12. The antibody is characterized by being an antibody, nanobody, or fusion protein that targets TF. The antibody-drug conjugate according to claim 8.

13. The antigen-binding fragment of the antibody or nanobody targeting the TF nanoparticles is characterized by having CDR1 as shown in SEQ ID NO. 1, CDR2 as shown in SEQ ID NO. 2, and CDR3 as shown in SEQ ID NO.

3. Claim 12: The antibody-drug conjugate.

14. An antibody-drug conjugate, The antibody-drug conjugate comprises the structure shown in formula (B), 【Transformation 62】 Herein, Q is a linker group that can be coupled to an antibody, Z1 is a hydrophilic group containing a hydroxyl group and an amino group-containing glucose group, X is a linking group, P1 is a polypeptide residue, P2 is a directly bound or para-aminobenzoic acid ester (PABC) group, D is an antitumor drug, n is an integer from 1 to 24, Ab is an antibody or a nanobody fusion protein, and m = 1 to 8, characterized in that the antibody-drug conjugate is described above.

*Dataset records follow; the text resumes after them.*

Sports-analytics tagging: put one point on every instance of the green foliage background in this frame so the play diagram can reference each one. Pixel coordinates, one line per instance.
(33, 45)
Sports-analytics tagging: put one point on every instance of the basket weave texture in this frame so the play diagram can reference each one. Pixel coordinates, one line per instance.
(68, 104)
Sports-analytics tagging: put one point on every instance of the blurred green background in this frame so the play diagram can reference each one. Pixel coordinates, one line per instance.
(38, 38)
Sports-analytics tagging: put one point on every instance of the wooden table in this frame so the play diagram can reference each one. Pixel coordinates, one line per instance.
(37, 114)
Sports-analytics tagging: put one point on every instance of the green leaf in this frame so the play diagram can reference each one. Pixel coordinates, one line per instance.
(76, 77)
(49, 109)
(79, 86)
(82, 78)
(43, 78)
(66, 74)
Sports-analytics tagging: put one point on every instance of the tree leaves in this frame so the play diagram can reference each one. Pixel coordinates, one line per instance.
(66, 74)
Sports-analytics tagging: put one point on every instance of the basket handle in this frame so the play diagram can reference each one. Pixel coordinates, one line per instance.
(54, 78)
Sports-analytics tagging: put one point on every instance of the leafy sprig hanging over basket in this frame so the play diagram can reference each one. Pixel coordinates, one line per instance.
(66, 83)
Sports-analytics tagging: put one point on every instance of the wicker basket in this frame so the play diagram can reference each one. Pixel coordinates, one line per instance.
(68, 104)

15. A pharmaceutical composition, (a) an antibody-drug conjugate according to claim 8 or 14 or a pharmaceutically acceptable salt thereof, and (b) a pharmaceutically acceptable carrier or excipient, comprising the pharmaceutical composition.

16. Uses of the antibody-drug conjugate or a pharmaceutically acceptable salt thereof according to claim 8 or 14, or a pharmaceutical composition containing the conjugate or a pharmaceutically acceptable salt thereof, in the preparation of an antitumor drug or cancer therapeutic agent.

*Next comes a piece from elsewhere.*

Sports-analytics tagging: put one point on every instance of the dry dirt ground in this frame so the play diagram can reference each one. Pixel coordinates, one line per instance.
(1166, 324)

17. The aforementioned cancer is characterized by being selected from the group consisting of lung cancer, liver cancer, breast cancer, ovarian cancer, non-Hodgkin lymphoma, Hodgkin lymphoma, acute lymphoblastic leukemia, anaplastic large cell lymphoma, multiple myeloma, prostate cancer, non-small cell lung cancer, small cell lung cancer, malignant melanoma, squamous cell carcinoma, glioblastoma, renal cell carcinoma, gastrointestinal tumors, pancreatic cancer, colorectal cancer, gastric cancer, glioma, and mesothelioma. The use described in claim 16.

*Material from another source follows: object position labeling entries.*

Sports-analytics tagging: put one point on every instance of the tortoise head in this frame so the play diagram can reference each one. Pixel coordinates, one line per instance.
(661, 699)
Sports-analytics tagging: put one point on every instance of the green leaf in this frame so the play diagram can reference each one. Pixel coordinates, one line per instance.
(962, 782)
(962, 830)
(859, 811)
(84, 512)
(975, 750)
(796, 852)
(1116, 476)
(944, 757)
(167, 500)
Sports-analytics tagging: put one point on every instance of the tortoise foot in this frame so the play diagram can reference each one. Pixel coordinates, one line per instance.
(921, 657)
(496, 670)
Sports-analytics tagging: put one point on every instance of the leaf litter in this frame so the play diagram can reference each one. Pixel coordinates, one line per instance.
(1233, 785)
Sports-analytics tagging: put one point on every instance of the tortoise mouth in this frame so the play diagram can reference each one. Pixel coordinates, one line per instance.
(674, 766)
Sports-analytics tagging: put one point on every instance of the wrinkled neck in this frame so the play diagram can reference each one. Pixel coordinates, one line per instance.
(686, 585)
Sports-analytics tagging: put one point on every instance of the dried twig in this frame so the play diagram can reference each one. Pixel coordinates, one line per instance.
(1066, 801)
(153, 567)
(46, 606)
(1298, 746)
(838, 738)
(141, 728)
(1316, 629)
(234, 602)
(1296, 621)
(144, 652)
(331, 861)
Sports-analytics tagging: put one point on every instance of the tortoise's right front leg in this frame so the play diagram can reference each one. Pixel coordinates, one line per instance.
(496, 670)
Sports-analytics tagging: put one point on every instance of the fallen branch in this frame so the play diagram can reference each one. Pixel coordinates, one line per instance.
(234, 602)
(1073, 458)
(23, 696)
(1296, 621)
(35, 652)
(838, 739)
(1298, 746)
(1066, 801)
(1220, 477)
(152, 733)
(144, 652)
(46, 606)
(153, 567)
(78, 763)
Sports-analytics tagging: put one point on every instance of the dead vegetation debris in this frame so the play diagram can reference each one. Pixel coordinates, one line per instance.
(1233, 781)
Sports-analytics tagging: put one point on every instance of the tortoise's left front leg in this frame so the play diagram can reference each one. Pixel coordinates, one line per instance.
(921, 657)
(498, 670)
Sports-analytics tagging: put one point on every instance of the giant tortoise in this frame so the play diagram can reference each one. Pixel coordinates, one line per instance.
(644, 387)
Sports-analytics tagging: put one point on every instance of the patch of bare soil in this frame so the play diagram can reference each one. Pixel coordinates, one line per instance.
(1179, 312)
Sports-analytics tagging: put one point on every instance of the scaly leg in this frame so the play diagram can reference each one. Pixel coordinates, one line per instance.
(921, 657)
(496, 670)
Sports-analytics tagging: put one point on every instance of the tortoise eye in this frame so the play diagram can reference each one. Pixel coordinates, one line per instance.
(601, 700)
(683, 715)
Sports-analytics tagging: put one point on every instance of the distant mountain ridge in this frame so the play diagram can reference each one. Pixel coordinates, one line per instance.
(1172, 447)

18. A method for preparing an antibody-drug conjugate according to claim 8 or 14, (1) The step of reacting the antibody with the reducing reagent in a buffer to obtain the reduced antibody, (2) A method for preparing an antibody-drug conjugate according to claim 8 or 14, characterized by comprising the step of crosslinking (coupling) a compound shown in formula A and the reduced antibody obtained in step (1) in a mixture of a buffer and an organic solvent to obtain an antibody-drug conjugate B.